Quiero quedarme los dos besos de cada noche (uno en la boca, y otro en la frente), la botella de mezcal (esa que hizo que dijeras "Te amo"), tu olor a libro guardado, la risa nerviosa, una noche en "El Parque del Violín" (con la fuente incluida), el beso con sabor a cerveza/culpa, tu nariz perfilada hacia el desquicio, tus manos (porque ahora, con ella, de seguro que usas otras... otras que no destruyen, tal vez), el 26 de diciembre (aunque embriague y apendeje), la psicopatía compartida, la mordida que te regalé, el miembro con el que no me penetraste, el hijo que no tuvimos, la casa en que no vivimos y todas las palabras que no nos dijimos.

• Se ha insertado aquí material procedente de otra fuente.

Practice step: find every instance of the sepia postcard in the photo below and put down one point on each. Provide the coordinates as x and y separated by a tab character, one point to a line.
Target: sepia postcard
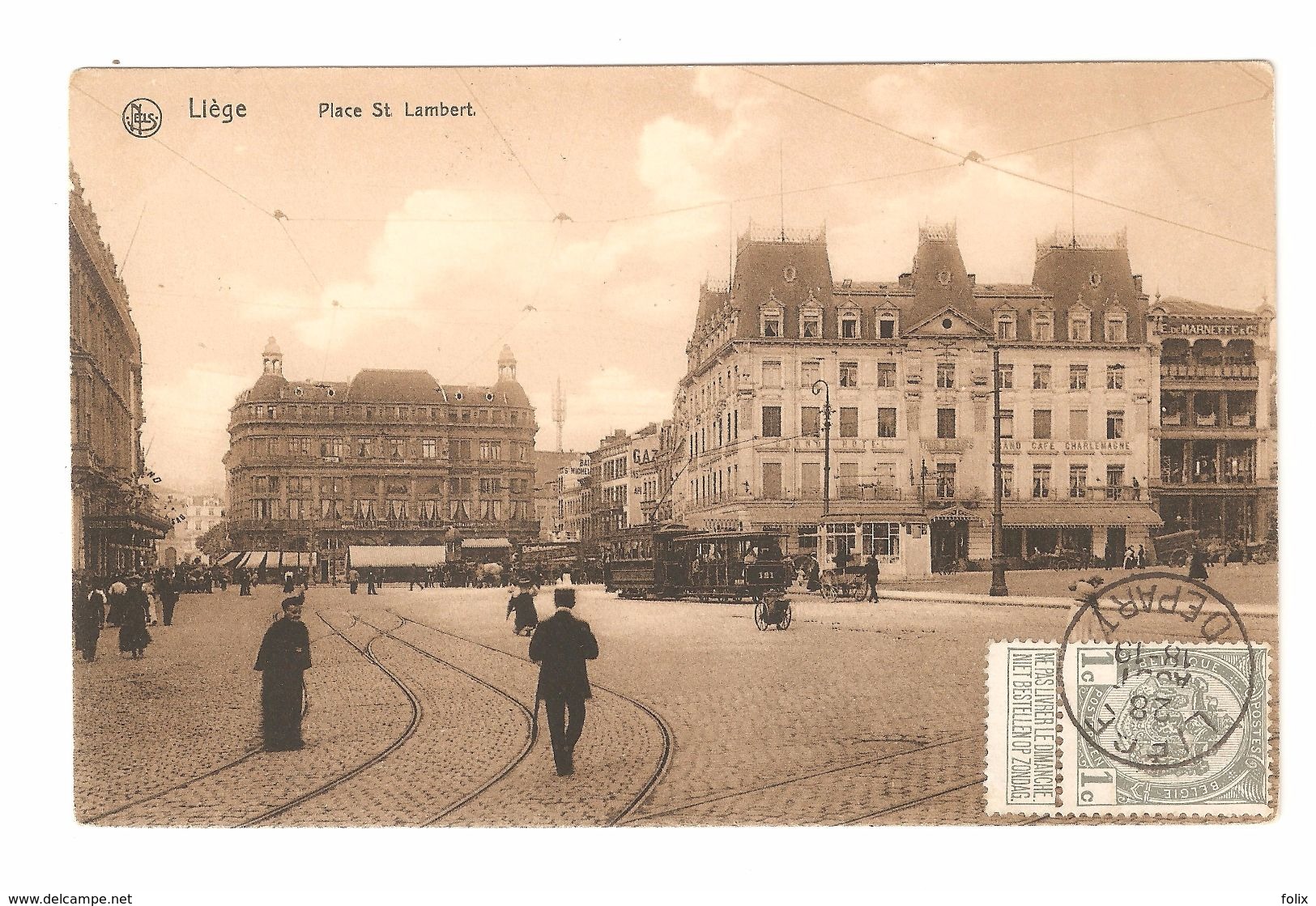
674	446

Así, te dejo a ti, la farsa de tu concubinato, la neurosis de tu mujer, el dinero que en tí dejé botado (puto barato), el llanto de junio, el anexo en que la conociste, la cocaina que comparten, la piel que se les irá arrugando junto con el amor que dicen profesarse, la traición, un "te amo" insipido y acostumbrado, la soledad (esa que sientes cuando vez que tu mujer no es la mitad de lo que tu creias que era), los reclamos estúpidos, tu intento de dominarme, tus insultos, la hora en que me abandonaste, las cicatrices de mis piernas, la intolerancia de tus amigos, el dolor de cada letra que te dedico, las horas de dolor que te he envuelto con mis lágrimas y la resignación de lo perdido.

En caso de que llegaras a rechazar la oferta, hemos convenido (El jurídico y yo) en darte una indemnización por las molestias y agravios que se llegaran a presentar:

Eres libre totalmente de quedarte con el recuerdo (magullante) de que- alguna vez, en algún momento y en algún lugar- hubo alguien que te amó.

27.12.06

Tengo:

Unas alas maltrechas, ganas de morderte las comisuras, lágrimas que hacen el amor con las hebras de mi falda, un libro de Sabines, una fantasía lujuriosa, un dildo roto, las uñas mordidas, un aniversario de lo infalible, tu ausencia sobre el pecho, tus atrozidades en el cuerpo y la cicatriz de tus colmillos en el cuello.

"Y ahora estás en mi lista de promesas a olvidar"

12.11.06

Anacronismo

Ayer le rogaba a la vida por una oportunidad de ser feliz;
Ella ha respondido con tu obituario en un periodico

10.7.06

-Sigue andando.
-N'ombre, si ya traigo los pies desgastados de tanto cristal.
- Se llama REALIDAD.
- ¡Maldita la hora en que aquellos merolicos nos convencieron de cambiar aquella nube azul por un par de pies!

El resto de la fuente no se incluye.